Days after bringing in the Taxation Laws (Amendment) Act 2021 – which scraps the rule that empowered the government to retrospectively (going as far back as 50 years) impose capital gains tax on assets located in the country but whose ownership had changed abroad – the Centre has released draft rules for the legislation.
The draft rules say that the government will not proceed with demands related to retrospective tax levy, provided that all companies with which such cases had been taken up, give an undertaking that they will withdraw all legal cases against it and will not pursue them in the future as well.
With this development, all the retrospective tax demand cases with companies like Cairn Energy and Vodafone Plc, in which the Centre was involved, will come to a close.
Under the retrospective tax rule, the government had levied around ₹ one lakh crore from around 17 companies, including the ones mentioned above.
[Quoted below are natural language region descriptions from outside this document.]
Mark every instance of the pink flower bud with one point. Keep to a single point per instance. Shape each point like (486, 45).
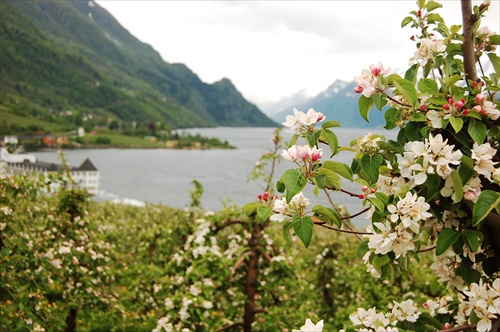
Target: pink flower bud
(480, 98)
(376, 71)
(316, 156)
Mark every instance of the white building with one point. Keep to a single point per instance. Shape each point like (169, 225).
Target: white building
(85, 177)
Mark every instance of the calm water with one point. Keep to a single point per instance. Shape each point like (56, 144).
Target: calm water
(164, 176)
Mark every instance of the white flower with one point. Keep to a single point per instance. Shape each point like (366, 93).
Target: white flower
(483, 163)
(280, 207)
(309, 326)
(290, 154)
(406, 311)
(428, 50)
(382, 240)
(207, 305)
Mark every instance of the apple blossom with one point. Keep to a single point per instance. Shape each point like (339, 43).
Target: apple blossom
(309, 326)
(429, 49)
(483, 159)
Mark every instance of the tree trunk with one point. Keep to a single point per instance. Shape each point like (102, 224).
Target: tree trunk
(251, 277)
(468, 20)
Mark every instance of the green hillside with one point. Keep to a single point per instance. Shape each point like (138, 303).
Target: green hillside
(67, 64)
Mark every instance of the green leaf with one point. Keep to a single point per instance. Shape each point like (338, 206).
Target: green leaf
(433, 18)
(477, 130)
(286, 234)
(377, 203)
(379, 261)
(494, 39)
(320, 180)
(303, 227)
(473, 239)
(312, 138)
(407, 20)
(445, 240)
(411, 73)
(264, 212)
(294, 139)
(364, 105)
(466, 169)
(332, 140)
(458, 186)
(280, 186)
(332, 180)
(392, 116)
(427, 85)
(466, 271)
(379, 101)
(370, 165)
(330, 124)
(456, 123)
(426, 318)
(294, 181)
(433, 185)
(486, 202)
(436, 101)
(325, 213)
(362, 249)
(432, 5)
(495, 61)
(250, 208)
(407, 89)
(342, 169)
“The amendment made by 2021 Act also provides that the demand raised for offshore indirect transfer of Indian assets made before May 28, 2012 (including the validation of demand provided under Section 119 of the Finance Act 2012) shall be nullified on fulfillment of specified conditions such as withdrawal or furnishing of undertaking for withdrawal of pending litigation and furnishing of an undertaking to the effect that no claim for cost, damages and interest shall be filed and such other conditions are fulfilled as may be prescribed. The amount paid or collected in these cases shall be refunded, without any interest, on fulfillment of the said conditions,” a statement issued by the Finance Ministry said.
The government has sought comments from stakeholders on the draft rules by September 4, 2021.